A reader of Andrew W.K.’s Village Voice advice column wrote in frustrated about being asked to pray for an older brother diagnosed with cancer, describing it as “kneeling on the ground and mumbling superstitious nonsense.” W.K. responds this way:
Prayer is a type of thought. It’s a lot like meditation — a type of very concentrated mental focus with passionate emotion directed towards a concept or situation, or the lack thereof. But there’s a special X-factor ingredient that makes “prayer” different than meditation or other types of thought. That X-factor is humility. This is the most seemingly contradictory aspect of prayer and what many people dislike about the feeling of praying. “Getting down on your knees” is not about lowering your power or being a weakling, it’s about showing respect for the size and grandeur of what we call existence — it’s about being humble in the presence of the vastness of life, space, and sensation, and acknowledging our extremely limited understanding of what it all really means.
Being humble is very hard for many people because it makes them feel unimportant and helpless.

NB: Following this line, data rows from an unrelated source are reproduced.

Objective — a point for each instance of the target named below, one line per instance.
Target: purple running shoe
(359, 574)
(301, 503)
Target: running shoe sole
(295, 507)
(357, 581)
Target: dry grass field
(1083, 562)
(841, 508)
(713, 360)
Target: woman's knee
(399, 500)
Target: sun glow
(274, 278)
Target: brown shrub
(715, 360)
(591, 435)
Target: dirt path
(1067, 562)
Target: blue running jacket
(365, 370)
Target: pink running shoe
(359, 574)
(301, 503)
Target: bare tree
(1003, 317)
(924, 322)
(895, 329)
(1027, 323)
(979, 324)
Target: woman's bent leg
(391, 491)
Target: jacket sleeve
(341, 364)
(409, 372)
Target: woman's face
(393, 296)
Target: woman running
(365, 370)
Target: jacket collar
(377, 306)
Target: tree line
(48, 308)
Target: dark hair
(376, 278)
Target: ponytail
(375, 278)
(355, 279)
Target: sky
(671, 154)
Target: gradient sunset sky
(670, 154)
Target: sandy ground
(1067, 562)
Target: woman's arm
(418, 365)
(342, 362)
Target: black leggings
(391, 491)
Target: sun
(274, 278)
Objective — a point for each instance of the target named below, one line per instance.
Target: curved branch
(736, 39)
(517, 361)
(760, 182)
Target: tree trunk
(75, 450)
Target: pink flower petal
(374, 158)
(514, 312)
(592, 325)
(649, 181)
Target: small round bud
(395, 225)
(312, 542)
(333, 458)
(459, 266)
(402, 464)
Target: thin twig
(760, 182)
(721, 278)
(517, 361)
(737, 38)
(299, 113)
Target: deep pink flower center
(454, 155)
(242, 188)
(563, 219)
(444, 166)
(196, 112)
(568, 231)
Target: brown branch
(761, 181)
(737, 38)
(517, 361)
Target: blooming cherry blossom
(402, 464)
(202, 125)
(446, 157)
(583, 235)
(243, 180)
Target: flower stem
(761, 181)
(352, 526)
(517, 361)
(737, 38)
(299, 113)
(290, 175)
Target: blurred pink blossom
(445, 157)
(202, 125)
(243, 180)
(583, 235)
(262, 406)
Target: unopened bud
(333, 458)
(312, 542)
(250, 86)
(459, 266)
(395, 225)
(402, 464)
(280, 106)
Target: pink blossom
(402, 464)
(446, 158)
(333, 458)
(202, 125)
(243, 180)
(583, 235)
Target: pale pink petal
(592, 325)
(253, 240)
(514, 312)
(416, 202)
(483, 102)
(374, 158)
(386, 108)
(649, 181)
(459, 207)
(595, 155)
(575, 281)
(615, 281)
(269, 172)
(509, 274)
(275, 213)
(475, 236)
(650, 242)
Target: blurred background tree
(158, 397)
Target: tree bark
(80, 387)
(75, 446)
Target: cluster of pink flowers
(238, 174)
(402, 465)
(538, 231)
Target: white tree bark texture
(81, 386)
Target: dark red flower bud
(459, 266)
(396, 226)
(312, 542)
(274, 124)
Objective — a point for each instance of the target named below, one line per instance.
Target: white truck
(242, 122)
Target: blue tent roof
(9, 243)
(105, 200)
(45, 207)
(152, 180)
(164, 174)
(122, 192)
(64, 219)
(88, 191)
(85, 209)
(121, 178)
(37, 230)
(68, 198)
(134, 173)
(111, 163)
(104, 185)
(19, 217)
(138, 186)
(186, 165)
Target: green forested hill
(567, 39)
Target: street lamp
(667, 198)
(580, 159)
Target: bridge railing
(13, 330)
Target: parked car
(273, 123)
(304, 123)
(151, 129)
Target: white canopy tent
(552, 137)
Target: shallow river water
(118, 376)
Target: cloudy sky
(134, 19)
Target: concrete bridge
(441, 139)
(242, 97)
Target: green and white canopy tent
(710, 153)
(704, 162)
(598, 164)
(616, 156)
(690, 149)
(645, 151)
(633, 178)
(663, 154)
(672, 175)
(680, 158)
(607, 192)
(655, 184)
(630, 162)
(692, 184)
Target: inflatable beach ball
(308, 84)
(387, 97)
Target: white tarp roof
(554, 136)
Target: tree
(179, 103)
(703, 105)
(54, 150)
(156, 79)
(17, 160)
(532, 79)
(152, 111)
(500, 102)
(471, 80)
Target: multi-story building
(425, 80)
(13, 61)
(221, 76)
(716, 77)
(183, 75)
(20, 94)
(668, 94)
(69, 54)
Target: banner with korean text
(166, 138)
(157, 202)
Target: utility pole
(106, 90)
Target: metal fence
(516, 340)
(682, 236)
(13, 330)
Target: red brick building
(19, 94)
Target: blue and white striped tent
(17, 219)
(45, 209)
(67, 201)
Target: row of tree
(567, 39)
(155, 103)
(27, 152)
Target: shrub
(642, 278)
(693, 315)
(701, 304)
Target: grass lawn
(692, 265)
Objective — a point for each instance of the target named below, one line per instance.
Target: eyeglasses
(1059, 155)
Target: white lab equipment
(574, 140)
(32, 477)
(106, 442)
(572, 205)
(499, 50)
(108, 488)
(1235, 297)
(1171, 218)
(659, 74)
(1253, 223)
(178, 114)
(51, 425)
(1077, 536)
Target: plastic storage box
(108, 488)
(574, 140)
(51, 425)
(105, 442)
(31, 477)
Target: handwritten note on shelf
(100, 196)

To embrace our own smallness is not to say we’re dumb or that we don’t matter, but to realize how amazing it is that we exist at all in the midst of so much more. To be fully alive, we must realize how much else there is besides ourselves. We must accept how much we don’t know — and how much we still have to learn — about ourselves and the whole world. Kneeling down and fully comprehending the incomprehensible is the physical act of displaying our respect for everything that isn’t “us.” …
The paradoxical nature of this concept is difficult, but it is the key to unlocking the door of spirituality in general, and it remains the single biggest reason many people don’t like the idea of prayer or of spiritual pursuits in general — they feel it’s taking away their own power and it requires a dismantling of the reliable day-to-day life of the material world. In fact, it’s only by taking away the illusion of our own power and replacing it with a greater power — the power that comes from realizing that we don’t have to know everything — that we truly realize our full potential. And this type of power doesn’t require constant and exhausting efforts to hold-up and maintain, nor does it require us to endlessly convince ourselves and everyone else that we’re powerful, that we know what we’re doing, and that we’re in control of everything.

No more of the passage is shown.